Bishop Joseph Bishop
Bishop Joseph Bishop is a well-known religious philosopher of the 18th century and is still read and discussed among contemporary philosophers for arguments against some major figures in the history of philosophy just like Hobbes and Locke.
- In two of his famous works viz. ‘ Fifteen Sermons Preached at the Rolls Chapel’ and ‘ Analogy of Religion’, Butler has argued against Hobbes egoism and Locke’s memory based theory of personal identity respectively.
- His philosophy is generally defensive. He largely accepts the received systems of morality and defends them against all those who think that such systems can be refuted or disregarded.
- In his philosophy he attempts to neutralise the morality and religion by depicting them as essential components of nature and common life. He has argued that nature is a moral system to which humans have adapted via conscience.

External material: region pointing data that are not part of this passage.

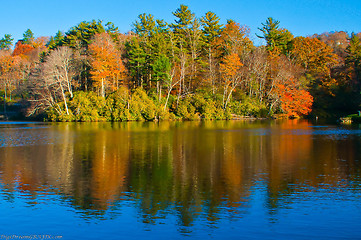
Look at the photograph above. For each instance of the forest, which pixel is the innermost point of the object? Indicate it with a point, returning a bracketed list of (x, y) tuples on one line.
[(193, 68)]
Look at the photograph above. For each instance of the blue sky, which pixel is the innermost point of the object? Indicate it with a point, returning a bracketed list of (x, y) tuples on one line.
[(301, 17)]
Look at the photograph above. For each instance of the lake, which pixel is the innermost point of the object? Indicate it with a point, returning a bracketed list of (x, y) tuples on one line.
[(180, 180)]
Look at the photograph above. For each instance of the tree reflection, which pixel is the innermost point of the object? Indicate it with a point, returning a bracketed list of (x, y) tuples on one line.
[(184, 169)]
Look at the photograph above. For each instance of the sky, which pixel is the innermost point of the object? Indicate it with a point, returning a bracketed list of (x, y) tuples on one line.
[(300, 17)]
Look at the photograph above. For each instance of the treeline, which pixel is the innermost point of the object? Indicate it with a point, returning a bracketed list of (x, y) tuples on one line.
[(190, 69)]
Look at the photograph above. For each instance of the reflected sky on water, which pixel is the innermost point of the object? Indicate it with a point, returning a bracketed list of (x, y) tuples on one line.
[(197, 180)]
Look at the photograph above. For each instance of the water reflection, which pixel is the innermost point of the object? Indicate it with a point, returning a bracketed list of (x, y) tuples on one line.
[(211, 170)]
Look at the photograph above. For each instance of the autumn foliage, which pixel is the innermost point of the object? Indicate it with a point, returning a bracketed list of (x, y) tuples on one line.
[(106, 63), (193, 68), (295, 102)]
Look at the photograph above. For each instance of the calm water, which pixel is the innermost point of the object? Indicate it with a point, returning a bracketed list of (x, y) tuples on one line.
[(173, 180)]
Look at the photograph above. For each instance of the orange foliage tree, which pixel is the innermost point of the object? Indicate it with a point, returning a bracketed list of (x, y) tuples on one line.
[(9, 73), (294, 101), (106, 63)]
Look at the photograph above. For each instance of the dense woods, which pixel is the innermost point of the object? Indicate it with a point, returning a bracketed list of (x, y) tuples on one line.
[(192, 68)]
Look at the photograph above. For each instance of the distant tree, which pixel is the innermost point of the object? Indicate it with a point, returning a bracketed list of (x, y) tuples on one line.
[(106, 63), (80, 36), (56, 41), (315, 56), (211, 31), (230, 69), (234, 39), (277, 39), (6, 42), (353, 58), (28, 37)]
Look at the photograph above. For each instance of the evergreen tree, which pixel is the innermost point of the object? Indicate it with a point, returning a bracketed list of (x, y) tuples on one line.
[(277, 40), (28, 37), (6, 42)]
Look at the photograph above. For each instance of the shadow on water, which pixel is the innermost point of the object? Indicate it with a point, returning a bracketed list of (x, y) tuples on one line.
[(188, 170)]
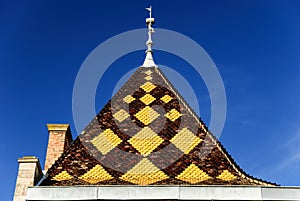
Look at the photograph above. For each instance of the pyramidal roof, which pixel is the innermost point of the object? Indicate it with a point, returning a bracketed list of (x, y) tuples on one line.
[(147, 135)]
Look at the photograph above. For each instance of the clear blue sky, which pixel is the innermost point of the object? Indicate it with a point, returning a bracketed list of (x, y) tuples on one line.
[(255, 45)]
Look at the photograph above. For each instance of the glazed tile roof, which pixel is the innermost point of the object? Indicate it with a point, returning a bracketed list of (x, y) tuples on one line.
[(147, 135)]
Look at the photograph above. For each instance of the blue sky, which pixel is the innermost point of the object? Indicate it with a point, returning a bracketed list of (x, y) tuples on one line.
[(255, 45)]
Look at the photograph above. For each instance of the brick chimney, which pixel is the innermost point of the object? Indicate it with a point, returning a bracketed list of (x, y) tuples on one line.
[(60, 138), (29, 174)]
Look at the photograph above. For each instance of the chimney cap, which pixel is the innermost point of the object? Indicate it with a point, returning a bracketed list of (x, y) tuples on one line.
[(58, 127)]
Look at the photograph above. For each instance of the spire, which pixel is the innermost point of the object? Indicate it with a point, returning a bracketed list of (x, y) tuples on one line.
[(149, 62)]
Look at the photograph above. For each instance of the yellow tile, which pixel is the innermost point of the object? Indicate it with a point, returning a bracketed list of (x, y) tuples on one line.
[(95, 175), (145, 141), (121, 115), (148, 77), (148, 72), (144, 173), (166, 98), (106, 141), (128, 99), (185, 140), (64, 175), (146, 115), (147, 99), (193, 174), (148, 86), (226, 176), (173, 115)]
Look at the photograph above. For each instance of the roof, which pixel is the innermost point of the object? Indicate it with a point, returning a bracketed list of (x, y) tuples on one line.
[(147, 135)]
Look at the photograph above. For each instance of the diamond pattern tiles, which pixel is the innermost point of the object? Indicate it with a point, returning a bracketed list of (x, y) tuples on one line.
[(95, 175), (173, 115), (147, 135), (146, 115), (226, 176), (121, 115), (146, 141), (106, 141), (64, 175), (193, 174), (144, 173)]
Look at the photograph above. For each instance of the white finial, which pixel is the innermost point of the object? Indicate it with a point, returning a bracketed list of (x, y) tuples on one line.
[(149, 62)]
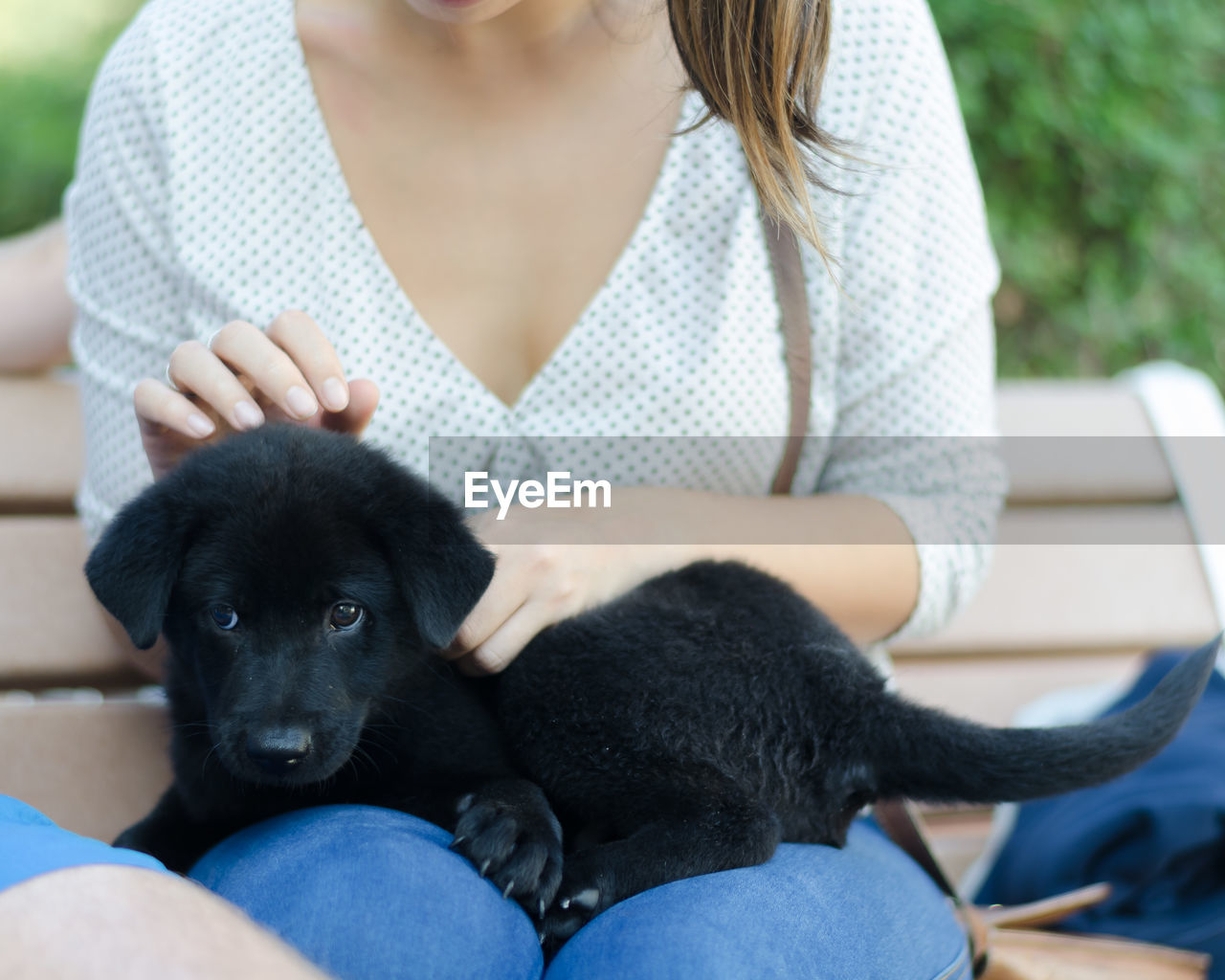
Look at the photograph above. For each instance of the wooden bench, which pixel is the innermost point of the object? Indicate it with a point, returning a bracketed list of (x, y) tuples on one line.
[(1098, 563)]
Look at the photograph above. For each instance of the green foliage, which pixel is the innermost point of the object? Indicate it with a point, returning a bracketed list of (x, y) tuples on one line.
[(49, 51), (1099, 134)]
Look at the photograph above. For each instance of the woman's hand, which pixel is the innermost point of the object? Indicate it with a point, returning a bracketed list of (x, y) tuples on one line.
[(552, 564), (243, 379)]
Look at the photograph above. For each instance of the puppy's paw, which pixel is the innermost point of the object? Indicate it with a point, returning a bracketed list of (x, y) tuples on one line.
[(508, 832), (585, 892)]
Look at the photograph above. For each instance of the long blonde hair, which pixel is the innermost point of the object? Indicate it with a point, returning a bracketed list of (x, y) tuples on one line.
[(758, 64)]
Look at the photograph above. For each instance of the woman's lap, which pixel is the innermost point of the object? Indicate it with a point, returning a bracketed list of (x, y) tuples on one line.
[(812, 911), (328, 879)]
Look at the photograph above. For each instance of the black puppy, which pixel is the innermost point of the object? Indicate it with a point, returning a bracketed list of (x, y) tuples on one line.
[(304, 586), (304, 583)]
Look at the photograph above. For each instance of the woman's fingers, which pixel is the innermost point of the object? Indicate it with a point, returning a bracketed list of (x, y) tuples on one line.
[(314, 355), (196, 370), (244, 377), (248, 350), (355, 415), (507, 641), (160, 406)]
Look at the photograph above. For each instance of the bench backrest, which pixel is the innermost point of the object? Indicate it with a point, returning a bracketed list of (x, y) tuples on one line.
[(1058, 608)]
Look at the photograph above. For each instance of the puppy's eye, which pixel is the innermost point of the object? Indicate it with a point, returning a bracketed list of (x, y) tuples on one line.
[(224, 616), (345, 615)]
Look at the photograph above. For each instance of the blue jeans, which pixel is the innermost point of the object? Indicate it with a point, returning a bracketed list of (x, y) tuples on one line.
[(375, 893)]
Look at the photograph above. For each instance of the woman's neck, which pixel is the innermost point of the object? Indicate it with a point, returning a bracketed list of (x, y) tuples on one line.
[(484, 33)]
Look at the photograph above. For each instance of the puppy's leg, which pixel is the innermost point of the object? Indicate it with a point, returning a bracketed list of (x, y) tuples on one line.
[(171, 835), (695, 836), (508, 831)]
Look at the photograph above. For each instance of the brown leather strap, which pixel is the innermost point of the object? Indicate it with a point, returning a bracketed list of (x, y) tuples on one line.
[(900, 819), (902, 822), (792, 304)]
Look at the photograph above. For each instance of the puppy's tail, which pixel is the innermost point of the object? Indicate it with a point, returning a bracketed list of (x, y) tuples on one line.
[(927, 755)]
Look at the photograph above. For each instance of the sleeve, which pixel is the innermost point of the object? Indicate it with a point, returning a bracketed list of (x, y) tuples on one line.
[(915, 366), (122, 267)]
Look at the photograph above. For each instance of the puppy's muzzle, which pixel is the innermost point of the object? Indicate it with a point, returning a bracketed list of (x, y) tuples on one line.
[(278, 750)]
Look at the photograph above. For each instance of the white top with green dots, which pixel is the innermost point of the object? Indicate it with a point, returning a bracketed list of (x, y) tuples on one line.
[(207, 191)]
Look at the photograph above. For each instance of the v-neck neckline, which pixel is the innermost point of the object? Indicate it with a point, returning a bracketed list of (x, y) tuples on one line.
[(412, 316)]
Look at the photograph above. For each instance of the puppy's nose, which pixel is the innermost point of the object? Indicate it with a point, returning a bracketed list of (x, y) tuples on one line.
[(277, 750)]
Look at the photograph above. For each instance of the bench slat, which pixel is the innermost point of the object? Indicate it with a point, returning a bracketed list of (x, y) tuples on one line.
[(54, 633), (1149, 590), (93, 768), (40, 463), (40, 475)]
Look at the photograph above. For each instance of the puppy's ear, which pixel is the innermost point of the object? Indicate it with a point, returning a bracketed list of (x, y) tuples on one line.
[(440, 565), (134, 567)]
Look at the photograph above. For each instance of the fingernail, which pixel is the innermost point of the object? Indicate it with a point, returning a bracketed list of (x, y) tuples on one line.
[(336, 396), (248, 414), (200, 424), (301, 402)]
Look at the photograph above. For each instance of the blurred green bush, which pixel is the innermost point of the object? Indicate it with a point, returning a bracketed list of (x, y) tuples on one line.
[(1099, 132)]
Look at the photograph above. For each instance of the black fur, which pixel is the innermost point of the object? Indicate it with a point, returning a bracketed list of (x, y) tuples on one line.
[(683, 727)]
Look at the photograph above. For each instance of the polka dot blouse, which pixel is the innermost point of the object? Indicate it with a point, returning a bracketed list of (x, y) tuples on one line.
[(207, 190)]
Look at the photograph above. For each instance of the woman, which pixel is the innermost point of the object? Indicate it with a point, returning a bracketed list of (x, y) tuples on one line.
[(476, 207)]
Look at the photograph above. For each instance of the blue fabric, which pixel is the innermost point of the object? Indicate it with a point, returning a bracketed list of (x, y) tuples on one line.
[(31, 844), (375, 893), (1158, 835)]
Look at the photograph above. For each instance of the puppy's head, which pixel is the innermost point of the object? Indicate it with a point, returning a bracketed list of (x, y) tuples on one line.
[(301, 580)]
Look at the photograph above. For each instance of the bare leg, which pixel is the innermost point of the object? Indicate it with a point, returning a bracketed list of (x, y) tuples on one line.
[(101, 922)]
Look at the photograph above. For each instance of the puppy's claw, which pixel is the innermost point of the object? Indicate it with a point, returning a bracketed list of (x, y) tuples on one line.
[(586, 900)]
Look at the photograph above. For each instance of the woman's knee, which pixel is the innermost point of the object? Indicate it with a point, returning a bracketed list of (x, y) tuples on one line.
[(31, 844), (810, 913), (367, 892)]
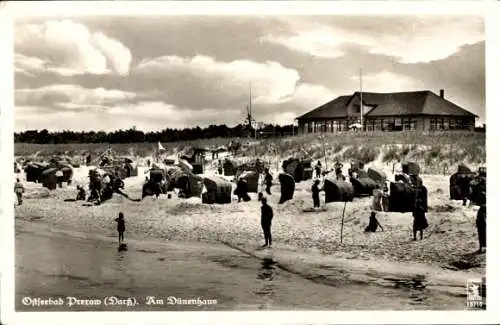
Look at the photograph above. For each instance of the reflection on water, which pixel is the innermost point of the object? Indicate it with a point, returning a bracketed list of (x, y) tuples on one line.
[(59, 266)]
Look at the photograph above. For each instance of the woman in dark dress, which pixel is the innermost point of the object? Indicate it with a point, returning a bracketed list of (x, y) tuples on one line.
[(419, 220), (121, 227), (481, 227)]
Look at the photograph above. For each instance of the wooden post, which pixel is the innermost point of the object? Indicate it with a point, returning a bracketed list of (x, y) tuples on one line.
[(342, 224)]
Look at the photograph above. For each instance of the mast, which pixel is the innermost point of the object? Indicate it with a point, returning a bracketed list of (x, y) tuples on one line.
[(361, 97)]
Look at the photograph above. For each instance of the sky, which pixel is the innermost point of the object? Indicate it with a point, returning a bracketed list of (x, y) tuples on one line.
[(109, 73)]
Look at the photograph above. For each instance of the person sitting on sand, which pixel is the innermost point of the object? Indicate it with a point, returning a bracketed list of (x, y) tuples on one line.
[(19, 190), (121, 227), (266, 218), (315, 193), (106, 180), (377, 198), (80, 196), (59, 177), (373, 223), (119, 185), (268, 180), (241, 190), (339, 176), (419, 219), (481, 227)]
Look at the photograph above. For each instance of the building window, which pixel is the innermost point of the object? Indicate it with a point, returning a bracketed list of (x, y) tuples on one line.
[(413, 124), (440, 124), (386, 124), (446, 124), (437, 124), (406, 124)]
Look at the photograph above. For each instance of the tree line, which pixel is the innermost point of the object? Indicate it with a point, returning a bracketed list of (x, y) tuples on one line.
[(133, 135)]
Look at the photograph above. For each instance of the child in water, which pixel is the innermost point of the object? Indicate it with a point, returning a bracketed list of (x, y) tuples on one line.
[(121, 227)]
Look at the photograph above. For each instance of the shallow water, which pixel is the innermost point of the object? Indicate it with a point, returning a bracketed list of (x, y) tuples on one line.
[(57, 265)]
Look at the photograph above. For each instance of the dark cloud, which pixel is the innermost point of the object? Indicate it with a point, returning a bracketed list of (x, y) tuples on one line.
[(305, 80)]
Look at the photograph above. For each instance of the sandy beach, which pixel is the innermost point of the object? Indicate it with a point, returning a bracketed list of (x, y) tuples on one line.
[(306, 246), (88, 266)]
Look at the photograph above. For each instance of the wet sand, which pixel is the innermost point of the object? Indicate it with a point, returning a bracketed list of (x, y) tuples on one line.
[(60, 264)]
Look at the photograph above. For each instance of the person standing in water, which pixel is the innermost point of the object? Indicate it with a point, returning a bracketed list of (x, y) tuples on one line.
[(481, 227), (419, 220), (265, 221), (318, 169), (121, 227)]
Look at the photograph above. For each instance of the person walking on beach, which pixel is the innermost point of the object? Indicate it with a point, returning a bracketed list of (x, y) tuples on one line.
[(121, 227), (265, 221), (318, 169), (268, 180), (315, 193), (19, 190), (373, 224), (59, 177), (419, 219), (481, 227), (338, 167), (220, 170), (385, 198), (81, 195)]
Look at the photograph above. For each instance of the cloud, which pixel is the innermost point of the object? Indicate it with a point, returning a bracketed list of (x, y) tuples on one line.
[(68, 48), (378, 82), (71, 97), (431, 38), (269, 81)]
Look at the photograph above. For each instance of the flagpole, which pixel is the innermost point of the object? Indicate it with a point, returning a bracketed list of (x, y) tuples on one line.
[(361, 97)]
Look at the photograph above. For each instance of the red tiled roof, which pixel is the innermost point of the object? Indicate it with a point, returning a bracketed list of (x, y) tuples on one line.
[(391, 104)]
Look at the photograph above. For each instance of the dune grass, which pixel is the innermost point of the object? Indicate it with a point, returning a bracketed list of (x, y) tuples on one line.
[(431, 149)]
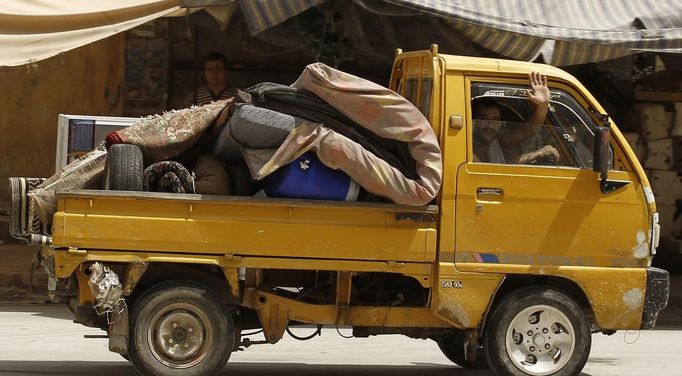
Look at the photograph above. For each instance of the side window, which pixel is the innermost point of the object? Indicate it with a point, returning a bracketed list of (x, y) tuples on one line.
[(502, 135), (420, 99)]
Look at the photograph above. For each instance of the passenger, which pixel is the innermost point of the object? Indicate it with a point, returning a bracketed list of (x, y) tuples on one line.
[(489, 142), (215, 73)]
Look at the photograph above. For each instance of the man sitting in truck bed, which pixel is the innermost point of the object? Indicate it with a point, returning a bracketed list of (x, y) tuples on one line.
[(489, 142)]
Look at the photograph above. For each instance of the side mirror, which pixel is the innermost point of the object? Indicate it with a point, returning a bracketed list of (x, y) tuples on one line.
[(600, 159)]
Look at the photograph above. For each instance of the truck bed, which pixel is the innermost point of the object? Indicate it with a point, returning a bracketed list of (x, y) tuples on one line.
[(244, 226)]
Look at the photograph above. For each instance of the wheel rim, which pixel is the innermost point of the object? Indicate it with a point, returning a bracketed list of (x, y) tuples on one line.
[(179, 335), (540, 340)]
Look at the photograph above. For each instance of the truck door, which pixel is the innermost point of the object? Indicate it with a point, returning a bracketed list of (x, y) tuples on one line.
[(549, 211)]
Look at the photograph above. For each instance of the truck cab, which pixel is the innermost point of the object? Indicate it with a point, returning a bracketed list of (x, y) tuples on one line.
[(513, 266)]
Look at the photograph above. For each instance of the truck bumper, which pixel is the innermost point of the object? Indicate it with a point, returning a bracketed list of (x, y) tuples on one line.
[(656, 298)]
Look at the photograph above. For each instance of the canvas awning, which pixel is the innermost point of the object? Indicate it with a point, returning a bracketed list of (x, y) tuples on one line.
[(34, 30), (566, 32)]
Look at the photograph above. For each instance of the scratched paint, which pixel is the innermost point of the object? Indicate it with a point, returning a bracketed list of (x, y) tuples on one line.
[(641, 250), (634, 298), (451, 308), (649, 194)]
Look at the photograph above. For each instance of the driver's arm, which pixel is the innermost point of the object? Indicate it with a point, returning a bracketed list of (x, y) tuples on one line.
[(543, 152), (539, 97)]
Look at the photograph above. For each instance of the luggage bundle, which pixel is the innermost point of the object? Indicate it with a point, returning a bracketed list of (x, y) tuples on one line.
[(330, 135)]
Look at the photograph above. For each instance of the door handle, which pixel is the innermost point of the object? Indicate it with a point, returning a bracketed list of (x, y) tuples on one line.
[(488, 192)]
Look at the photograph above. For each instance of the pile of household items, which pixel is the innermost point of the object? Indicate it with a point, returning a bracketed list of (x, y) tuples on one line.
[(330, 135)]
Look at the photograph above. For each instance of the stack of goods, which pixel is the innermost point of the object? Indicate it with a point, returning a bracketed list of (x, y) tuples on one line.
[(329, 136)]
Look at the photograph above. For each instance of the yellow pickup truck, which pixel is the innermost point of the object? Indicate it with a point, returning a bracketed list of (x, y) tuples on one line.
[(513, 266)]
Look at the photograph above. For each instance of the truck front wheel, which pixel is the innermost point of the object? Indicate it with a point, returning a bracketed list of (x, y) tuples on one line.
[(537, 331), (180, 328)]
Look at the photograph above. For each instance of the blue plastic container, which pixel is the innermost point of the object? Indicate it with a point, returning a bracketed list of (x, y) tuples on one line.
[(307, 177)]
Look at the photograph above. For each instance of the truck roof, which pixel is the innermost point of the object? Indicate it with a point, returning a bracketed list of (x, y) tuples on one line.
[(483, 65)]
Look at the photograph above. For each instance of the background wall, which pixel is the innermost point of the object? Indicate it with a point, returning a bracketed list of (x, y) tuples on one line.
[(83, 81), (87, 80)]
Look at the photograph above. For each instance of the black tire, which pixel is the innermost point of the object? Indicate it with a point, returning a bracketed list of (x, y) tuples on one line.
[(452, 347), (537, 331), (180, 328), (123, 170)]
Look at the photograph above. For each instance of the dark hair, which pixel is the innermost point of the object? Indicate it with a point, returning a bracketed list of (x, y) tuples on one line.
[(216, 56), (481, 103)]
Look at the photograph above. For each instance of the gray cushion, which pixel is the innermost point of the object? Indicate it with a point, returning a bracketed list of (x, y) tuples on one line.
[(260, 128)]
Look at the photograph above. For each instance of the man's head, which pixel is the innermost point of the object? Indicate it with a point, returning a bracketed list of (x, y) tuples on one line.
[(215, 69), (487, 118)]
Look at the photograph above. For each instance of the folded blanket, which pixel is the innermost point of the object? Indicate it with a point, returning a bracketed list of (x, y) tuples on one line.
[(165, 136), (168, 176), (379, 110), (308, 106)]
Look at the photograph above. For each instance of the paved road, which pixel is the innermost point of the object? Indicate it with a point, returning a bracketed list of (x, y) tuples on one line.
[(42, 340)]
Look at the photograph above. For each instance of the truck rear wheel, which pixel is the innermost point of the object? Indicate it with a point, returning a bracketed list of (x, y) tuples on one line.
[(123, 170), (180, 328), (537, 331)]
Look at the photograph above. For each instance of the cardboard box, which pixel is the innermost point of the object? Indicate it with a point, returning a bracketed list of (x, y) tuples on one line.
[(652, 121), (664, 184)]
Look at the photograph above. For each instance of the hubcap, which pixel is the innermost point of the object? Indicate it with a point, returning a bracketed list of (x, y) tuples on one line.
[(179, 335), (540, 340)]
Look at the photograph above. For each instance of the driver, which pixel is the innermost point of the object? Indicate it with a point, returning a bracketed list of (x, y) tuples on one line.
[(489, 141)]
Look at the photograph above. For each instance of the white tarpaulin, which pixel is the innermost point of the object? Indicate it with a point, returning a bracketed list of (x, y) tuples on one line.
[(566, 31), (32, 30)]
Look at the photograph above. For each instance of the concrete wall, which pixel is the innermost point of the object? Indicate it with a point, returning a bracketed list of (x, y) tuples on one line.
[(86, 80)]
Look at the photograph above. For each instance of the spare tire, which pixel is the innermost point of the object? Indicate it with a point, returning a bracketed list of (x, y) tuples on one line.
[(123, 168)]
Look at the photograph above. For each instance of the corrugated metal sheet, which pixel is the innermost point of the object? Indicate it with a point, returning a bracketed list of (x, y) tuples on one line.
[(566, 32)]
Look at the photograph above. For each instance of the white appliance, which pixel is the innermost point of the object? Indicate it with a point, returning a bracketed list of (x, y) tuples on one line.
[(78, 134)]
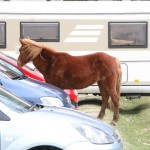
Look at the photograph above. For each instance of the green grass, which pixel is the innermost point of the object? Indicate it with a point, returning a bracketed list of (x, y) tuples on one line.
[(134, 124)]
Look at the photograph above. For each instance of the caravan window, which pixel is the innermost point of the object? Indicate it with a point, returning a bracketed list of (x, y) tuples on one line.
[(40, 31), (2, 34), (127, 34)]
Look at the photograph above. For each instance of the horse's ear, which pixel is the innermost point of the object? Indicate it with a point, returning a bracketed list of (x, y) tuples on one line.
[(22, 42)]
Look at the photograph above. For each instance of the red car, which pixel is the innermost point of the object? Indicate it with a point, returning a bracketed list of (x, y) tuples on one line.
[(33, 73)]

- In addressing questions like why be moral or why be religious Butler has developed a philosophy that possesses a unity which states religion and morality are grounded in natural world order.
Paley
All his definitions of virtue are commendable for the combination of three partial theories. As per him, virtue is doing good to the mankind as per the will of God for the attainment of everlasting happiness. The following can be deduced from his definition.
- Being good to mankind is definitely a virtue but it is not the complete virtue.
- Obedience to God is our bound duty but his will must be according to what is fitting and right.
- The everlasting happiness is the result of virtue and not the basic reason for it.
Paley was a sincere believer in the Christian revelation and has immense contribution towards defending Christianity and the illustration of its records. The primary merit of Paley’s treatise on Moral Philosophy is that it explicitly recognised the Divine authority of the moral teachings of the New Testament.
Malebranche
Malebranche who belongs to the previous century resolves virtue into love of universal order and conformity to it in conduct. This requires that all beings should be equally valued and loved as per their relative worth and one should recognize this worth in our rules and habits of life.
- This translates into the view that man is to be more valued and more zealously served as compared to other animals because his worth is more.
- Likewise God is to be indefinitely loved more than man and all the creatures that derive their existence from him.
- Malebranche ascribes to the Supreme Being true recognition of HIs government of the world which is the sole law the man follows.